Rep. Mike McFall (D-Hazel Park) has proposed an automatically deducted retirement savings program for private-sector employees, which he said will allow employees to save for retirement even if their employer doesn’t offer a program.

His bill, HB 5461, was introduced this week and referred to the House Labor Committee.

McFall said he introduced the legislation to address the nearly 42 percent of Michigan’s private-sector workforce between 18 and 64 without access to a retirement savings plan at work. He referenced 2020 numbers from AARP Michigan.

“We continue to see an aging workforce that is not financially secure enough to retire,” McFall said.

His HB 5461 would address that by establishing the “Michigan secure retirement savings program” within the Department of Treasury, and an accompanying trust outside the state treasury.

Funds within the trust would be collected from employees via an automatic enrollment payroll deduction IRA, or automatic enrollment into a system where a portion of their wages are set aside each pay period.

Under McFall’s bill, employees could choose between different contribution levels, which have yet to be set, or opt out altogether.

Funds collected would not be commingled with state money, but could be invested. The dollars could also be rolled over by employees into other retirement accounts.

In addition, the bill also creates a separate retirement administrative fund to cover the costs of a newly-formed retirement board’s administrative expenses.

The administrative fund could receive grants and other state or federal funding, and the board would be made up of seven non-compensated members, including the state treasurer serving as chair and two public representatives with retirement expertise as appointed by the governor.

McFall said the program is designed to support both employees and small businesses, as retirement benefits play a major role in making employers attractive, but can be cost-prohibitive for small businesses.

“The program comes at no cost to employers and will help our state continue as an economic driver in the nation,” he said.

He added that the program will also allow more Michiganders to have additional financial autonomy in retirement and save tax dollars, “because fewer people will need to take advantage of social safety net programs as they age.”

McFall referenced numbers from the Pew Charitable Trusts that Michigan’s cost from insufficient retirement savings, chiefly Medicaid costs, will total $11.2 billion from 2020 through 2040.
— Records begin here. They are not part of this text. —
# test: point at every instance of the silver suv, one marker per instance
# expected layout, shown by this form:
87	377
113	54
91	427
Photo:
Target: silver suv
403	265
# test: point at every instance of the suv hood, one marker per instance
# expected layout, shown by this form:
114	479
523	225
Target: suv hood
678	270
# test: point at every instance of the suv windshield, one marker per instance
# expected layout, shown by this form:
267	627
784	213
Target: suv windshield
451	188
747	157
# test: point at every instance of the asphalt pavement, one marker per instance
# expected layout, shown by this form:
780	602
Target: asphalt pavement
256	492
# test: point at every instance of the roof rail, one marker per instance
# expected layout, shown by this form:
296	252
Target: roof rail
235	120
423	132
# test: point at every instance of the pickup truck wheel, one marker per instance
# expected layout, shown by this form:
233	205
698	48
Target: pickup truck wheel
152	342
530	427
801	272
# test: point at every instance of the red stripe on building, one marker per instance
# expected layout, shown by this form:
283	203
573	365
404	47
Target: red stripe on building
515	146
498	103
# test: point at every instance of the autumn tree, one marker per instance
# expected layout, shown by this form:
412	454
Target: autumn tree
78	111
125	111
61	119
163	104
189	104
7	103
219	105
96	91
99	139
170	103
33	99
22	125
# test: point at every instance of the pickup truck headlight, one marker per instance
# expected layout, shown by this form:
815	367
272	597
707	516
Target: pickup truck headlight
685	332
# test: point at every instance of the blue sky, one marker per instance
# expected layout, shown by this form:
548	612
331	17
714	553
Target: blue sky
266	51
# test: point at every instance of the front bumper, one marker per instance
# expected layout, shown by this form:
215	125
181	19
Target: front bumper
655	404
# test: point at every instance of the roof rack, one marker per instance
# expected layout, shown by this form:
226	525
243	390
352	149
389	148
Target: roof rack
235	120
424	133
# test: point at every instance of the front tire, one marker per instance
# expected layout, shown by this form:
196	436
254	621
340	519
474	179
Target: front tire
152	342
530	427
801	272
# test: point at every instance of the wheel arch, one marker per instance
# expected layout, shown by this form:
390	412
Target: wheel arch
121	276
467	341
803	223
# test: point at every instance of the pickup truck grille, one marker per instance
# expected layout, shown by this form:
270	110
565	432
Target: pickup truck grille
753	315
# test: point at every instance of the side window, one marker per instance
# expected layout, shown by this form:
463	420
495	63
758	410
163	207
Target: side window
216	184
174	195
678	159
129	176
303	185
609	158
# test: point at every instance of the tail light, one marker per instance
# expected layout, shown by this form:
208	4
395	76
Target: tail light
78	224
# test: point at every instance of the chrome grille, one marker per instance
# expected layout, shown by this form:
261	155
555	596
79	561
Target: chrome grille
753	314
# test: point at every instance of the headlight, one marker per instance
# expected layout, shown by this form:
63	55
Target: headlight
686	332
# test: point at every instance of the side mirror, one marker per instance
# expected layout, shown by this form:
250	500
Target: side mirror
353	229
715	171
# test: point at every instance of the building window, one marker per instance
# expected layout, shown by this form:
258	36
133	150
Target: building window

Fifteen other states have already created some sort of automated savings programs, also known as “secure choice” or “work and save” programs, according to Pew.

Michigan’s proposed legislation received support from AARP Michigan, and State Director Paula Cunningham said an AARP survey found that 79 percent of business owners agreed that “being able to offer a portable retirement savings program helps them attract and retain quality employees and stay competitive.

“Yet nearly six in 10 do not offer their workers a way to save for retirement,” she said. “If we can make it easy for more workers to save through payroll deduction, workers will build savings, small businesses will benefit and taxpayers will save money.”